There is a clear difference in engagement between V-Cont and VI-Exp or VAI-Exp. While a number of participants found V-Cont too impersonal and even boring, similar comments were very rare in the other two versions of the intervention which were instead described as engaging and fun. Some participants recognised and appreciated the emotional dimension provided by the music. Our intention in the creation of music and sonification design was to use a minimalistic approach in order to create minimal distraction. This proved a difficult balance to attain with some subjects still finding the music distracting and sometimes too intense or dramatic. Music appreciation varies depending on personal taste and experiences, so further work could look at ways of customising the type of music present in such an intervention.One suggestion is that music solely based on the timbre-orientated drones (which are free from harmony and rhythm) could facilitate a homogenous blend of music and sonification, allowing the latter to remain dominant and easily absorbed by the users.
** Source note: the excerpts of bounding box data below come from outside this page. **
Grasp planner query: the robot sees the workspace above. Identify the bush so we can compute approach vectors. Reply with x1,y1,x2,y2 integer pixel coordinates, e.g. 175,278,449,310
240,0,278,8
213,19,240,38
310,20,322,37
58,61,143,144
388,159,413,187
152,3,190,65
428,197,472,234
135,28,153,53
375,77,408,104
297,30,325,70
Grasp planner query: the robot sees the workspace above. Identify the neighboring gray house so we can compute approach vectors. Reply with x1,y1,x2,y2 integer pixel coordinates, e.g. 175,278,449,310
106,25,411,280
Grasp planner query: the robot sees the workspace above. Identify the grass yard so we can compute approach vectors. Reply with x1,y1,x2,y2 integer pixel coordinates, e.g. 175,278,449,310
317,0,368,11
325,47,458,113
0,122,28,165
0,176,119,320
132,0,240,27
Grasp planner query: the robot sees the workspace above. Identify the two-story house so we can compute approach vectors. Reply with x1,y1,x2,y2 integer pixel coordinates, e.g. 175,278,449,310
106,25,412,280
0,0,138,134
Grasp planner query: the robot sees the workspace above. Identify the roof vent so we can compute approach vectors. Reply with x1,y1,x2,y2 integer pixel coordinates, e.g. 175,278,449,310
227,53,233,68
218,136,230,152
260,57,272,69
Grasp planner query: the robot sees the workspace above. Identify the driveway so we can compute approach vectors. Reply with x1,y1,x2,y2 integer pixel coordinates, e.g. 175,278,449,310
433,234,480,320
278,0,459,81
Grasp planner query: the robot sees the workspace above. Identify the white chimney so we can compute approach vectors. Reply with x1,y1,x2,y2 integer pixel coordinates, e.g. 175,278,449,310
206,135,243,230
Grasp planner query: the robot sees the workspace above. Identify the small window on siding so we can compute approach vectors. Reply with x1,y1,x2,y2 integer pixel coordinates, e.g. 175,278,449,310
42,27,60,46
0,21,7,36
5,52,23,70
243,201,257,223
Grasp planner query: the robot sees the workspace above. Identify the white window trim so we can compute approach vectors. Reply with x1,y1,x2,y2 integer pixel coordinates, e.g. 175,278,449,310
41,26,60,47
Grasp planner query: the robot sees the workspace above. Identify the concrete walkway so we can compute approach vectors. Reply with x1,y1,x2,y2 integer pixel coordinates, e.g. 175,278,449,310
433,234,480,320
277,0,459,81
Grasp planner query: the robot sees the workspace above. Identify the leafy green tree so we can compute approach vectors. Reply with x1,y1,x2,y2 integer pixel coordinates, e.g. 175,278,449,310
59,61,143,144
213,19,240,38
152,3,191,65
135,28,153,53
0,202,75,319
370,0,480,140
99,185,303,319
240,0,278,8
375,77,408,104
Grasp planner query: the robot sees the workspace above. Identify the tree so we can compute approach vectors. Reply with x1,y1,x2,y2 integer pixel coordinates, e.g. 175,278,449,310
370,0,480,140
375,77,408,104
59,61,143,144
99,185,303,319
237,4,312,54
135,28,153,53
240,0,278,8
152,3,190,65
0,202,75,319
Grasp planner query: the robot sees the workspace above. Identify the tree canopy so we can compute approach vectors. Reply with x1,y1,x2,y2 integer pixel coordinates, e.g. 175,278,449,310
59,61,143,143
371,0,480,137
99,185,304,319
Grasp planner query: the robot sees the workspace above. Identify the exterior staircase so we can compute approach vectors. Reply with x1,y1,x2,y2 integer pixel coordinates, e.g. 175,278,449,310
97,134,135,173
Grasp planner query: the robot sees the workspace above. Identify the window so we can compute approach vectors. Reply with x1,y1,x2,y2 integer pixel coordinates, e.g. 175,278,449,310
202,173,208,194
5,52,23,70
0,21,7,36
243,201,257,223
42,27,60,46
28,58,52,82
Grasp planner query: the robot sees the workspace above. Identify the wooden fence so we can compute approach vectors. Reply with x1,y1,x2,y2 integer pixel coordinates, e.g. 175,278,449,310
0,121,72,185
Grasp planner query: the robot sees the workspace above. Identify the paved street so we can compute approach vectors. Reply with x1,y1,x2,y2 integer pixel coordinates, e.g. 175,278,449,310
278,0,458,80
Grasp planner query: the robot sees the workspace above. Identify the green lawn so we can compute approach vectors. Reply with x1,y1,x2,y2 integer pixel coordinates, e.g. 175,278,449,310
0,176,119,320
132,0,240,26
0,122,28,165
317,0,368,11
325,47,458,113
Slide 6 (the short-term effects of alcohol on the body) was particularly successful in engaging the participants with the health information. This slide is perhaps the most inventive and original of all the slides in the presentation, and the one with the potential to be easily reinterpreted as an interactive installation or game where a user could see and listen to what is happening to the body and to particular organs when excessive alcohol is consumed. Additionally, about 60 % of participants suggested that using more drastic images could make the communication of alcohol risks more effective. Our intention was to design a presentation that would be informative and friendly, rather than threatening, or perhaps perceived as patronising, and thus we consciously decided not to add graphic content. It is, however, a known fact that young people prefer more explicit communication [64]. Consequently, in future intervention this element could be revised. A few subjects suggested that some of the information could be delivered in the form of an audio narration rather than by text, thus minimising the need for focusing on reading while also listening. Appropriate editing and mixing strategies would have to be implemented to ensure that speech did not interfere with music and sounds. With regard to action, although the interactivity in this presentation only required to click objects, subjects did not remark on the simplicity of the action as negative. The outcome of the interaction, however, had a great impact on exploration and engagement: subjects expected something new to be revealed as a result of interaction. This should be taken into account in new interventions.In terms of reflection, the majority of the subjects reported that the sounds played an important role in making the presentation effective, and a majority of subjects understood the relationship between the sounds and the data, although the intensity and nature of the music had a distracting effect for some. Future interventions should consider the effect of overlapping stimuli on the ability to reflect on information.

To conclude, we have presented one of the first studies on the use of sonification and music as support to health communication interventions, an important area of application for music and sonification. Despite the lack of significant results, perhaps due to the underestimation of the power needed for the study, this work will provide a model for the design of future studies in this area.